McGuffin. I sighed and waved for another drink.

It was just after the War (McGuffin said.) I was footloose and fancy free and I was looking for a place to live having mustered out of the service. I heard about a place which was going for a song. I showed up at the address and couldn’t believe it; the address was Saint Ambroise’s Cathedral. I was not a religious man by any means, but I would happily have rented a room in the cathedral. They told me that the Cathedral had been closed during the War and they were looking for someone to stay there and keep the place safe from intruders and there would be some “light housekeeping.” I entered the Cathedral, which was not nearly so big as St. Paul’s or St. Clemmons’ but was large, well-lighted and secure. My room was upstairs toward the back just behind the huge dome. I spent the morning moving my scant possessions into my room and doing my few housekeeping duties, namely dusting the pews and sweeping the floor (none of which had been done regularly since the doors were padlocked around 1940. When I was finished it was early evening, so realizing that I would not have to clean six years of grime again, I celebrated with a tin of meat and music on the radio and after checking the parameter and making certain that the doors were locked I retired to bed.

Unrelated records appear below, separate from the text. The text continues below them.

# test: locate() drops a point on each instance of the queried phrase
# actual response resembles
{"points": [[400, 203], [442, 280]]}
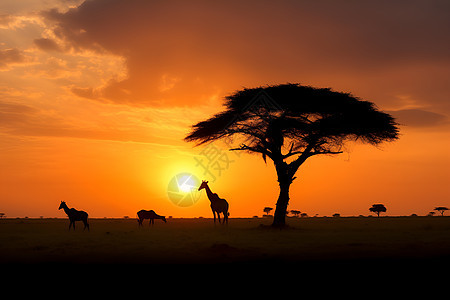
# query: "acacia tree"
{"points": [[289, 123], [378, 208], [441, 209]]}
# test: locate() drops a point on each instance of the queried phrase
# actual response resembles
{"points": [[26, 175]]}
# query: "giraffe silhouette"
{"points": [[218, 205], [75, 215]]}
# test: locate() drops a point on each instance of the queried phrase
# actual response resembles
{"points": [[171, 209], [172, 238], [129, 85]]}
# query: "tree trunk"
{"points": [[279, 218]]}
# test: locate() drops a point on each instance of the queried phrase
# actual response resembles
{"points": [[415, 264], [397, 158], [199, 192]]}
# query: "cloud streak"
{"points": [[223, 45]]}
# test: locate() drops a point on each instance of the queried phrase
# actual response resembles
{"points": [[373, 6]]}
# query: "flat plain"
{"points": [[186, 241]]}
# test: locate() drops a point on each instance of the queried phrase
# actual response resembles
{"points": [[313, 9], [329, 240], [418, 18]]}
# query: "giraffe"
{"points": [[75, 215], [218, 205], [149, 214]]}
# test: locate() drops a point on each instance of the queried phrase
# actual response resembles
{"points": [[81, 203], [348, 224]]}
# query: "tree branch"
{"points": [[253, 149]]}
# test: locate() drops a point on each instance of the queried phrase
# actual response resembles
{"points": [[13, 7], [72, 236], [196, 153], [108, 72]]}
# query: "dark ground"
{"points": [[308, 241]]}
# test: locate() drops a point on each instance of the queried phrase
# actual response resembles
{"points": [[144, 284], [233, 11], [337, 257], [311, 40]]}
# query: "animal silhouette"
{"points": [[75, 215], [149, 214], [218, 205]]}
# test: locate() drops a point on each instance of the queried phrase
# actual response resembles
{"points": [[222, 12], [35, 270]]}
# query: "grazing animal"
{"points": [[149, 214], [75, 215], [218, 205]]}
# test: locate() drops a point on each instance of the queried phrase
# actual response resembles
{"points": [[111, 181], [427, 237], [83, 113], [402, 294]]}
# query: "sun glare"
{"points": [[186, 183]]}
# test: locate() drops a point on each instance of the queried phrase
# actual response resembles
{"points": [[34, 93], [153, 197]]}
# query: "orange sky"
{"points": [[96, 97]]}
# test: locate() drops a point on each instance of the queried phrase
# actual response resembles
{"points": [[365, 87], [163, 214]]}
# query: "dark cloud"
{"points": [[379, 49], [418, 117]]}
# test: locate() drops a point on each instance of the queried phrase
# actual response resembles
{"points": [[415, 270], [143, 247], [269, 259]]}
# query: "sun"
{"points": [[186, 183], [183, 189]]}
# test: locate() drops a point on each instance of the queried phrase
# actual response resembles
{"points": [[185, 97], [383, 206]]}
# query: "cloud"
{"points": [[220, 46], [46, 44], [10, 57], [418, 117]]}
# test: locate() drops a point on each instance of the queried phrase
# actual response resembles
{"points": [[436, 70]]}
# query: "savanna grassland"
{"points": [[307, 240]]}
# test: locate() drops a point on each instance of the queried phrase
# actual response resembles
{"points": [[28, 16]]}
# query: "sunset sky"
{"points": [[97, 96]]}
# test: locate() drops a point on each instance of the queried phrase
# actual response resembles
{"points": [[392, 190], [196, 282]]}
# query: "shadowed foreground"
{"points": [[310, 240]]}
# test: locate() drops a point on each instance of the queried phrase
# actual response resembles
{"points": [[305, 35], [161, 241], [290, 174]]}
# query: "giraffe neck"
{"points": [[66, 210], [209, 193]]}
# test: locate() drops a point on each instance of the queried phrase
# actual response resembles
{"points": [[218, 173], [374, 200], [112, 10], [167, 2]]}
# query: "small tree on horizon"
{"points": [[267, 210], [441, 209], [289, 123], [295, 212]]}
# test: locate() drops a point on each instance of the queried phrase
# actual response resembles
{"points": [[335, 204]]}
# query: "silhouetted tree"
{"points": [[290, 123], [295, 212], [378, 208], [441, 209], [267, 210]]}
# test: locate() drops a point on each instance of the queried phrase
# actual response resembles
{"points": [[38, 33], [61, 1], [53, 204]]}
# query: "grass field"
{"points": [[307, 240]]}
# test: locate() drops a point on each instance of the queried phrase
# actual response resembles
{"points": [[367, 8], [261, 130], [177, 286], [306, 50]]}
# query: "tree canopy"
{"points": [[289, 123]]}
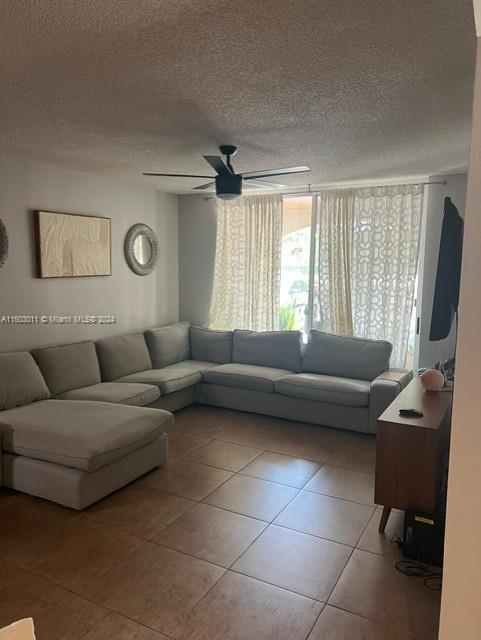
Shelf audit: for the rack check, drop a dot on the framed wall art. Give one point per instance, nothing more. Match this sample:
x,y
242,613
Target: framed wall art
x,y
70,245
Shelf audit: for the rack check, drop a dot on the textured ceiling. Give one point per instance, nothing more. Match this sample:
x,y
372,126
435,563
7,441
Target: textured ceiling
x,y
359,89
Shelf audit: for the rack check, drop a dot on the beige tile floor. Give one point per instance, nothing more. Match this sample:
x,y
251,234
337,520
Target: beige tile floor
x,y
257,529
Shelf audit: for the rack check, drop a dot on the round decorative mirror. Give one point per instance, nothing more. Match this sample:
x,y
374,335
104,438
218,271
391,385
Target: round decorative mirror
x,y
141,249
3,244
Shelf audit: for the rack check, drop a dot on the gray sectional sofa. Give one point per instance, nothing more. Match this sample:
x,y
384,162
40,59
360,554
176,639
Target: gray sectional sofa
x,y
79,421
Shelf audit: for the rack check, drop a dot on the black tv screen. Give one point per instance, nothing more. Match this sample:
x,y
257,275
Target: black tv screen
x,y
446,293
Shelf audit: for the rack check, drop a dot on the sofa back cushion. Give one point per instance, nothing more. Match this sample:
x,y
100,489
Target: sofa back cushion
x,y
122,355
278,349
21,381
208,345
169,344
346,357
69,366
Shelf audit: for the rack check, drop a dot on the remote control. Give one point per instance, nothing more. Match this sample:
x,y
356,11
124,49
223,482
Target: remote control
x,y
411,413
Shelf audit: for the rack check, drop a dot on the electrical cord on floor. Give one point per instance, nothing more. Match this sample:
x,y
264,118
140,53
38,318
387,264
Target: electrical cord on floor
x,y
432,577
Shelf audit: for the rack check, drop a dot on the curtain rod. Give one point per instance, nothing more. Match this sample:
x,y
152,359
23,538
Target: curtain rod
x,y
315,190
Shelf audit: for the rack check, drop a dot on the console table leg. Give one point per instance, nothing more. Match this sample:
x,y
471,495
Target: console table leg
x,y
384,518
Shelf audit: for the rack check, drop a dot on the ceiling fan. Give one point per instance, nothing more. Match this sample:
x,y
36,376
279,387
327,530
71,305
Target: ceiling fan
x,y
228,183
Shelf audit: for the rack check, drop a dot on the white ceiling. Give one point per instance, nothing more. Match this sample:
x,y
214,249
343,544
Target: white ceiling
x,y
357,90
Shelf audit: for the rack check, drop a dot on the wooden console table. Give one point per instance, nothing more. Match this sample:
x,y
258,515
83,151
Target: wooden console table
x,y
412,453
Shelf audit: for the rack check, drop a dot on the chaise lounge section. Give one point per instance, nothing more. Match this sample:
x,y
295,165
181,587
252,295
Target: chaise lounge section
x,y
73,452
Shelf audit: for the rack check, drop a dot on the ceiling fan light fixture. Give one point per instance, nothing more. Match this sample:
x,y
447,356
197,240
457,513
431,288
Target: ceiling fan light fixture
x,y
228,187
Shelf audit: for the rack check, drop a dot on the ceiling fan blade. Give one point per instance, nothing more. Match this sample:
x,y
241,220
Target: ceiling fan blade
x,y
206,186
265,184
219,165
252,175
174,175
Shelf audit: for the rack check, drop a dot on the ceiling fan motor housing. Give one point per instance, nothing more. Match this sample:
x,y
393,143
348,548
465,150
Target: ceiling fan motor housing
x,y
228,187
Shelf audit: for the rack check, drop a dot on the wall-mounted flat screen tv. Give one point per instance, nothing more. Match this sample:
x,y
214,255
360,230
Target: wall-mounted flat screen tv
x,y
446,293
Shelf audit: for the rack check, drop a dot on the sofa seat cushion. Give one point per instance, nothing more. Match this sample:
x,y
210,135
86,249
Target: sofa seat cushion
x,y
169,379
210,344
133,394
277,349
345,356
20,381
80,434
168,344
311,386
196,365
245,376
122,355
69,366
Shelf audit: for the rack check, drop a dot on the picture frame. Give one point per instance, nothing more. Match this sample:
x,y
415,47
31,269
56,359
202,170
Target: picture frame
x,y
70,245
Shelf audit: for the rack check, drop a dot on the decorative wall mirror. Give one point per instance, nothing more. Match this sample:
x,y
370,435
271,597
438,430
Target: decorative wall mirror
x,y
141,249
3,244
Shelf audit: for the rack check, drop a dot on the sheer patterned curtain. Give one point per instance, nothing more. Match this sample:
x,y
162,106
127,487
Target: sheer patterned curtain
x,y
247,269
366,257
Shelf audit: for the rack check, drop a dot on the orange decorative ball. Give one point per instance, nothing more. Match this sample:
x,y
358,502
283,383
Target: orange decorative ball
x,y
432,380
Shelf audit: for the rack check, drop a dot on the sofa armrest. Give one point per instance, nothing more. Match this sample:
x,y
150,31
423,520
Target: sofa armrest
x,y
383,390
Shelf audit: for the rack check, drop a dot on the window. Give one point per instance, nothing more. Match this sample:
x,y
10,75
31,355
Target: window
x,y
295,264
348,262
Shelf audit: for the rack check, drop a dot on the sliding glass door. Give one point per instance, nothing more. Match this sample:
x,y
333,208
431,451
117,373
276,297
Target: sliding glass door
x,y
321,272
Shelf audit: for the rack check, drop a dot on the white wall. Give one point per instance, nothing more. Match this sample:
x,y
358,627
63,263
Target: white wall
x,y
197,236
461,601
136,301
432,352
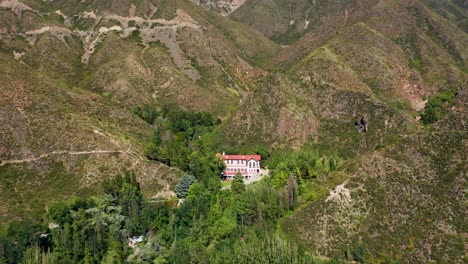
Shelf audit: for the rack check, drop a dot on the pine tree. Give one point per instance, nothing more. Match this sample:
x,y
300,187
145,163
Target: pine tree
x,y
183,186
238,185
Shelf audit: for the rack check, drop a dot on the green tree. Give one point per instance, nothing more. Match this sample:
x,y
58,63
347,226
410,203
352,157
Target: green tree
x,y
238,185
183,186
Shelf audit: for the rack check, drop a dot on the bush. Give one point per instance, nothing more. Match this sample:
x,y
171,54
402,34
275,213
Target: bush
x,y
183,186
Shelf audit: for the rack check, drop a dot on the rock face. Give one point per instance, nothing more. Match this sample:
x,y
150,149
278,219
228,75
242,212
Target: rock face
x,y
224,7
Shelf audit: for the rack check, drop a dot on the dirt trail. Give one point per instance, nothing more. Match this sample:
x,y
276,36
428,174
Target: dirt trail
x,y
60,152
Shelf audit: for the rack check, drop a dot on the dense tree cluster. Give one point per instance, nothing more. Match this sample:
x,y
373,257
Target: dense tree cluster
x,y
210,226
175,137
305,164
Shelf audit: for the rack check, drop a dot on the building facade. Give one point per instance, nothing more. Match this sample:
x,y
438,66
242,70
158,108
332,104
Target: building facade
x,y
247,165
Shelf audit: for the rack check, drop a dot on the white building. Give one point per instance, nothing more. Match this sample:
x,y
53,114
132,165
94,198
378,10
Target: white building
x,y
247,165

I was awakened a few hours by a strange thumping and fluttering. I grabbed my torch and my service revolver and headed into the main cathedral where I heard the sound. There was a dark cloud of some sort swirling around the room. At first I thought there was smoke filling the room or just maybe bats, then I shone the light beam and revealed to my astonishment thousands of moths! Of every size and description. And they saw me too! They began to dive for my torch’s beam, like a dark column of shadow. I waved at them, thought about firing my gun, then I thought the better of it and simply ran! But not fast enough: the moths surrounded me and suddenly I found myself lifted into the air! Before I could do anything, they rose through an open skylight taking me with them! I saw the lights of the city and realized I had no way of fighting them, unless…I suddenly realized what they were after; I tossed the torch to the ground and the moths darted after the light source, leaving me to fall from the height of the cathedral to the ground.

“My Lord!” Delmar said. “How ever did you survive?”

“By using my wits,” McGuffin said. “Getting dropped was my main objective so I made sure I was over the park across the street when I threw the torch. I dropped several feet into one of the largest trees from which I climbed down and went back to the cathedral to pick up my belongings. The next day I told the owners that I was not an exterminator which was what they needed. They said they had tried but the building was engulfed with moths.”

McGuffin paused.

“They then offered to sell me the cathedral, doubtless to get it off their hands.”

“My word, McGuffin!” I said. “What did you do?”

“I simply handed them a bill for my moth-eaten clothing and set out to find a paper with rental listings. And no moths.”